Quinze minutos depois.

Na tenda externa um grupo de sobreviventes se amontoava, prontos para a viagem de volta para casa. Nesta primeira leva, um grupo de estrangeiros das mais diversas nacionalidades, mas com predominância americana, seriam levados até o aeroporto de Hadiah sem segurança sendo que Dawn e Kevan, entre outros enfermeiros e médicos deveriam ajudar no transporte. Vários ônibus e vans já estavam parados e prontos para a viagem.

Kevan chegou até a tenda externa, onde pode contar cerca de 100 sobreviventes para serem levados. Mais tarde, uma outra quantia considerável seria levada ao aeroporto. A prioridade tinham sido exatamente as famílias que possuíam crianças e as mesmas, além de idosos que não necessitavam de maior tratamento e deficientes.

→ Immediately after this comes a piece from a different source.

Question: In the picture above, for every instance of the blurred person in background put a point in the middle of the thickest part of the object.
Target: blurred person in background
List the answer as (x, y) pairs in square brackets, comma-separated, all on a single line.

Enquanto caminhava junto dos outros sobreviventes, sentiu um puxão em sua calça.

— Tio? Pra onde vamos? — Um pequeno garoto loiro perguntava. Ele estava acompanhado de uma senhora, que aparentava ter algum tipo de parentesco. Deve ser sua avó. — Pensou.

— Oi pequeno. — Kevan falou, se agachando até alcançar a altura do menino. — Qual é seu nome?

— Jeremy Martyn, tio.

O filho da atriz. Meu Deus.

— Bem Jeremy, estamos levando você de volta para casa. Está vendo todas essas pessoas? Vão voltar, cada um delas, para casa.

— E meu pai? Minha mãe? O que aconteceu, a onda levou eles? Ainda não acharam?

— Jeremy! — A senhora o advertiu. — Desculpa moço por isso…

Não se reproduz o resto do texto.